To check for renal insufficiency and ward off complications, such as lactic acidosis, I calculate the creatinine clearance of my diabetic patients taking metformin (Glucophage). At what creatinine clearance should I discontinue the medication? Does this value vary with gender or age?
—Ivanka Vassileva, MD, Lawton, Okla.
Clinicians are now being forced to navigate through often contradictory advice regarding the use of metformin. On a positive note, metformin monotherapy may decrease MI and death in overweight or obese diabetics (Cochrane Database Syst Rev. 2005;[3]:CD002966). And, in the appropriate patient, the risk of lactic acidosis may actually be quite low—in fact no worse than placebo (Cochrane Database Syst Rev. 2002;[2]:CD002967). The aforementioned salutary effects are often countered by literature suggesting that metformin continues to be “inappropriately” prescribed in many patients with absolute or relative contraindications (JAMA. 2002;19:2504-2505). These so-called inappropriate prescriptions took place in patients with congestive heart failure, renal insufficiency, or both.

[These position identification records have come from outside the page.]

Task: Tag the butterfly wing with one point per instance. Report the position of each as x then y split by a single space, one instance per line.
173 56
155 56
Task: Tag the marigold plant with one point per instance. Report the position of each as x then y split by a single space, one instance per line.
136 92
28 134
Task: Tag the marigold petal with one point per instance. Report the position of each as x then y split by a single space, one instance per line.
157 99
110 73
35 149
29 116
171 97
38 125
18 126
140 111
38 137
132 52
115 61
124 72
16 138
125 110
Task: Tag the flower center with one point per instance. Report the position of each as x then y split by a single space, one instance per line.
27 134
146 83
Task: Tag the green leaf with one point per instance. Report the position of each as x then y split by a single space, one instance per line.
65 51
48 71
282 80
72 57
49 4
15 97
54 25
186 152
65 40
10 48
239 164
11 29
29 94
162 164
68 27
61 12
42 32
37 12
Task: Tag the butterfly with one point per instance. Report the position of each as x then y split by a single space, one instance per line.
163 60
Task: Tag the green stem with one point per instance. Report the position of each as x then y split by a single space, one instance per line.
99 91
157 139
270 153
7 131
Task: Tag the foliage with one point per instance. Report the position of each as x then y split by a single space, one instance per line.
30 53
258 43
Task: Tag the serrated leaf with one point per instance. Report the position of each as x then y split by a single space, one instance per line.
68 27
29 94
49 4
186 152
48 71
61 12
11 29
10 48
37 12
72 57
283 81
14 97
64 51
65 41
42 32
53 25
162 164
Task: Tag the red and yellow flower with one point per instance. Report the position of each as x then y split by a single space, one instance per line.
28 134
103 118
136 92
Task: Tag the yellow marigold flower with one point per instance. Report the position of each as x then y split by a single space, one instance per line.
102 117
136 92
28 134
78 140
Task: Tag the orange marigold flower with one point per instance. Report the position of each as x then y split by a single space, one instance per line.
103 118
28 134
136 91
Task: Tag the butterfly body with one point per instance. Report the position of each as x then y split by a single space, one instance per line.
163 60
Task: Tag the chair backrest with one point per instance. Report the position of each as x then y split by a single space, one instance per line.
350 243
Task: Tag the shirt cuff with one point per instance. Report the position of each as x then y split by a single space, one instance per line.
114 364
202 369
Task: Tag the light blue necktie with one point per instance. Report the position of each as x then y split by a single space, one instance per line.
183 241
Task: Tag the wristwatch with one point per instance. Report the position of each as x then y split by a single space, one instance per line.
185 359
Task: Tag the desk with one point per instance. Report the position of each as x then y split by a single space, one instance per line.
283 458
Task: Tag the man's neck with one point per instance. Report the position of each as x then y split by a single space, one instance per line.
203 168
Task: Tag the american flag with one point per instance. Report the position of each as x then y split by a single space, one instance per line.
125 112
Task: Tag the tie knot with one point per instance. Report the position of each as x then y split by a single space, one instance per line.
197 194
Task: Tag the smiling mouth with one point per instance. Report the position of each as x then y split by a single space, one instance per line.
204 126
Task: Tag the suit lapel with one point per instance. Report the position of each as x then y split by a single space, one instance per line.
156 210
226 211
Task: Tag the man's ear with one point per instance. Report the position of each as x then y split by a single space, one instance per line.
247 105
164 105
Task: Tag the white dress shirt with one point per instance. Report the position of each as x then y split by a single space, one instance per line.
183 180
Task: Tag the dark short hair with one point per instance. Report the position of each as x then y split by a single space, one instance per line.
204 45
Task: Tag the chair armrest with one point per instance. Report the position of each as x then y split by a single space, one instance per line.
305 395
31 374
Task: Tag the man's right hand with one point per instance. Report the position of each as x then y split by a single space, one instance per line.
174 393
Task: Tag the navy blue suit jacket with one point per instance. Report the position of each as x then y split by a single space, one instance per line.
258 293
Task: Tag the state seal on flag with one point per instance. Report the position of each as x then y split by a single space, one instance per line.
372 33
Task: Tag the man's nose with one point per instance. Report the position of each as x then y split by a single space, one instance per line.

The confusion results not just from metformin’s purported benefits vs. its feared complications and misuse, but also from the vagueness of published contraindications. Specifically, while most sources list clear serum creatinine cutoffs (>1.4 mg/dL in women and >1.5 in men), none lists creatinine clearance values below which the drug is contraindicated. Instead terms such as “renal disease,” “renal dysfunction,” or “abnormal creatinine clearance” are used (Metformin package insert, BMJ. 2003;326:4-5). This distinction may be particularly difficult in the elderly who at baseline may have higher rates of renal insufficiency and normal serum creatinine with abnormal creatinine clearances. In patients older than 80, for example, the package insert suggests that the drug should not be used unless the creatinine clearance is normal. It’s worth noting that in healthy subjects, the peak serum concentration of metformin rises precipitously as creatinine clearance falls below 60 mL/min.